Attention deficit hyperactivity disorder (ADHD) is a frequent neuropsychiatric syndrome in childhood with a prevalance of 3–6% (August et al., 1996, Rohde et al., 1999, Wender et al., 2001). It is characterized by inattentiveness and impulsivity, but the most outstanding symptom of ADHD is motor hyperactivity. Although pathomorphological studies revealed volumetric changes of the caudate nucleus (Castellanos et al., 1994, Filipek et al., 1997, Mataro et al., 1997), the cerebellum (Berquin et al., 1998) and the corpus callosum (CC) (Hynd et al., 1991, Giedd et al., 1994, Steere and Arnsten, 1995), the pathophysiology of ADHD is not well understood. fMRI studies showed that boys suffering from ADHD had longer T2-relaxation times in the putamen bilaterally compared to healthy controls (Teicher et al., 2000). Thus ADHD symptoms may be related to functional abnormalities of the putamen, an anatomical structure considered to be involved in the regulation of motor behaviour. Compatible with this view were PET studies of Lou et al. (1989), demonstrating a decrease of striatal activity as a cardinal feature of ADHD, and of Ernst et al. (1999) showing dysfunctions of dopaminergic nuclei (including caudate nucleus, putamen, frontal cortex, and midbrain (i.e. substantia nigra and ventral tegmentum)). In addition, abnormal low activations of prefrontal systems involved in voluntary regulation of motor control were found (Casey et al., 1997, Rubia et al., 1999). Furthermore event related potentials using oddball and reaction time paradigms in ADHD disclosed inhibitory control deficits as well as impaired orienting to cues (see, for example, Brandeis et al., 1998, van Leeuwen et al., 1998, Pliszka et al., 2000).

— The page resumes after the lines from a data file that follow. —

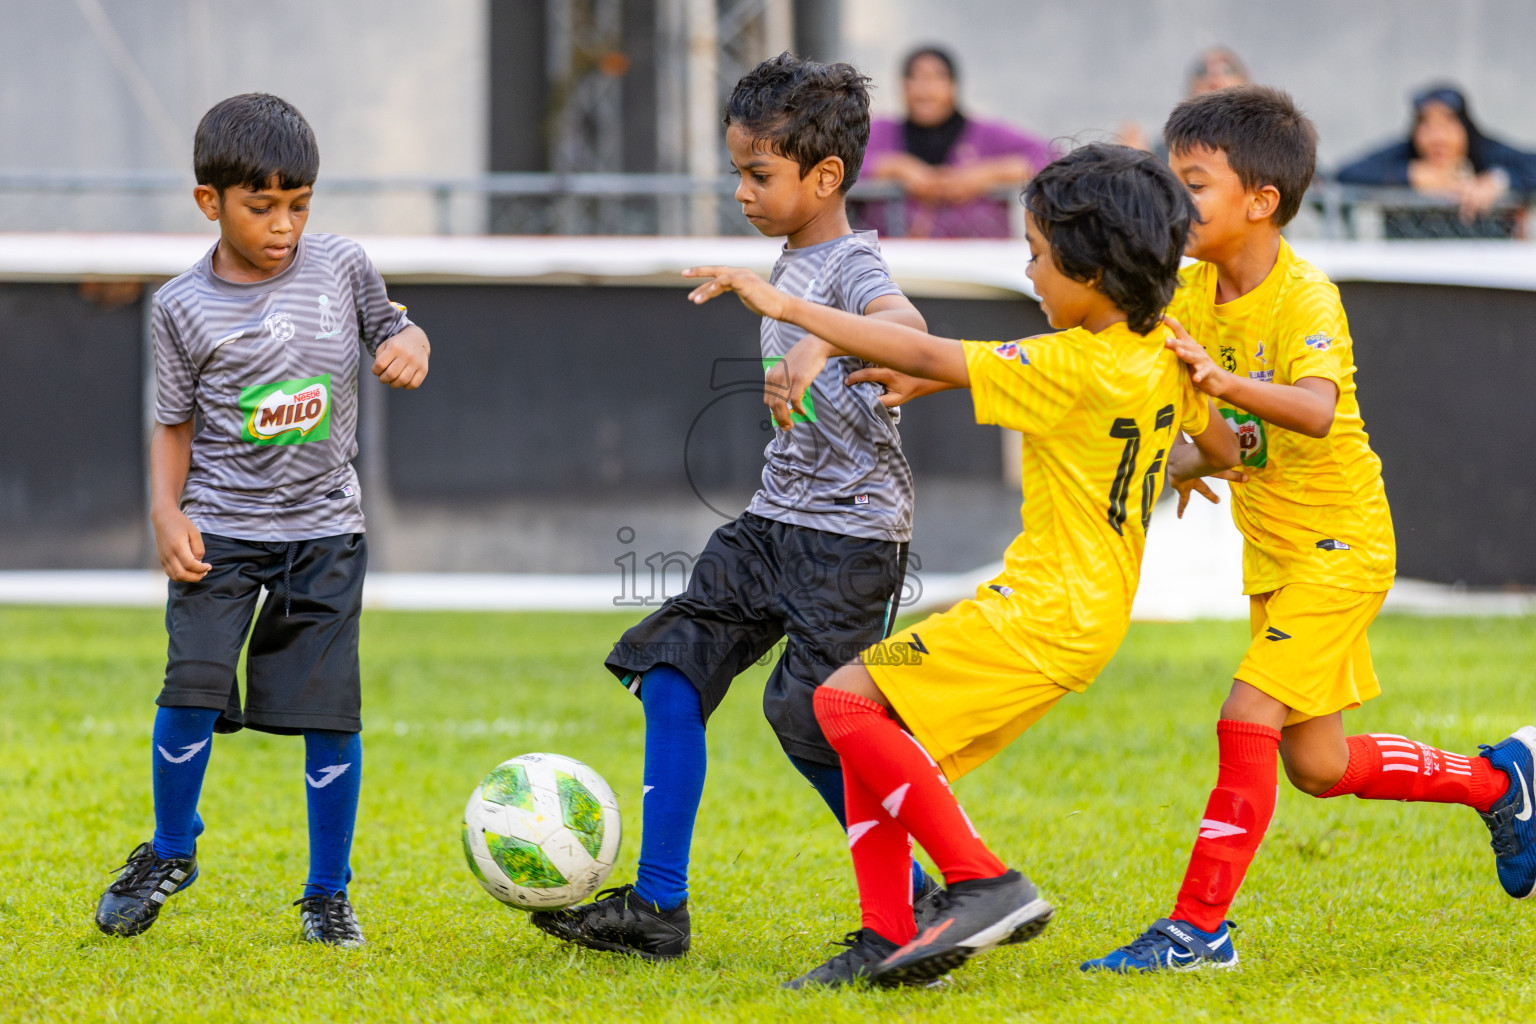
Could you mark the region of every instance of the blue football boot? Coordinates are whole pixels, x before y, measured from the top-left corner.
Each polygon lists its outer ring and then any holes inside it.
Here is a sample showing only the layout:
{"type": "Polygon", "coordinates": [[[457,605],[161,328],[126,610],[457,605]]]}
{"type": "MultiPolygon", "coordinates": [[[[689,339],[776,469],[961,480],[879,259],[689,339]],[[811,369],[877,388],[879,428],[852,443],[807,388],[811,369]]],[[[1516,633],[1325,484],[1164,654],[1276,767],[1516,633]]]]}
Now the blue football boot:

Motor hyperactivity in ADHD can be understood either as a result of abnormal facilitation or of defective inhibition of motor programs. Transcranial magnetic cortex stimulation (TMS) is a neurophysiological tool to study non-invasively the motor system in man (Ziemann et al., 1996a, Ziemann et al., 1996b, Ziemann, 2001). Using TMS in ADHD, Moll et al. (1999) found normal central motor latencies as well as unaffected postexcitatory inhibition times (cortical silent period (cSP)). However, they also reported that a sub-threshold conditioning stimulus in a paired pulse paradigm (PPI) produced less inhibition of test stimulus amplitude in ADHD children and in children with a combination of Tic/Tourette and ADHD than in controls (Moll et al., 2000, Moll et al., 2001 indicating a deficit of intracortical motor inhibition in ADHD.

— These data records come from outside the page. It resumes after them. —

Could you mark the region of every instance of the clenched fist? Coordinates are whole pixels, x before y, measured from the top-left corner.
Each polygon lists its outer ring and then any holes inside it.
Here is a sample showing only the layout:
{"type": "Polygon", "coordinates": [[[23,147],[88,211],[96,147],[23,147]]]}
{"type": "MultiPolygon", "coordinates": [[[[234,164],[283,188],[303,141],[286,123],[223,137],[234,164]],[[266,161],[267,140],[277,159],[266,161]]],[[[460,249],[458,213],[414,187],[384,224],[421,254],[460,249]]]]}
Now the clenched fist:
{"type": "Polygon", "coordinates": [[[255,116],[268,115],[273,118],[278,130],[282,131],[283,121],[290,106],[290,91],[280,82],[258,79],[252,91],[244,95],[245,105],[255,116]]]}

Previous studies have shown that TMS induces not only a response in muscles contralateral to the stimulation, but also a transient inhibition of voluntary tonic muscle activity in ipsilateral hand muscles (Wassermann et al., 1991, Ferbert et al., 1992). This ipsilateral silent period (iSP) is thought to be mediated by transcallosal fibers and inhibitory interneurons affecting the neuronal network between the primary motor cortex layer III contralateral to stimulation—the projection site of transcallosal motor fibers—and cortex layer V, the origin of the pyramidal tract (Meyer et al., 1995, Meyer et al., 1998, Meyer, 1996). Thus iSP is considered to reflect the functional integrity of the transcallosal fibers connecting corresponding motorcortices (Ferbert et al., 1992, Meyer et al., 1995). As a whole, cSP and PPI are considered to be parameters of ipsilaterally TMS-induced intracortical motor inhibition, whereas iSP is used to assess transcallosally mediated motor inhibition between both hemispheres (Ziemann et al., 1996a, Ziemann et al., 1996b).

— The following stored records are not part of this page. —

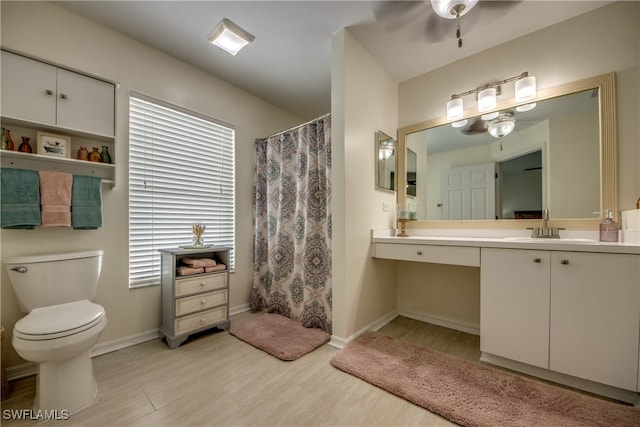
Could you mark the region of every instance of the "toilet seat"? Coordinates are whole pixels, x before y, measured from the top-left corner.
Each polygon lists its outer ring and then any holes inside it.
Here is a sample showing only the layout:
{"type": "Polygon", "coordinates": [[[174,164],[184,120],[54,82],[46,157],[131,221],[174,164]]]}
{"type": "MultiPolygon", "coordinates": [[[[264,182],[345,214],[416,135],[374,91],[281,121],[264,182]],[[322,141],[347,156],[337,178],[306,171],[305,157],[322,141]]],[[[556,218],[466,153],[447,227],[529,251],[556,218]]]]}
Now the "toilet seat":
{"type": "Polygon", "coordinates": [[[28,341],[63,338],[91,329],[103,317],[104,308],[88,300],[39,307],[15,324],[13,335],[28,341]]]}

Since pathomorphological investigations have shown that the volume of the anterior part of the truncus and the rostrum of the CC is decreased in ADHD compared to controls (Hynd et al., 1991, Giedd et al., 1994, Steere and Arnsten, 1995), it is reasonable to assume that disturbances of fiber tracts of CC mediating transcallosal inhibition may contribute to motor hyperactivity. It was the aim of our study to find out if iSP was selectively disturbed in children with ADHD as compared to age- and sex-matched control subjects, and if this were the case, whether iSP could be used as a functional neurophysiological parameter to discriminate ADHD from controls.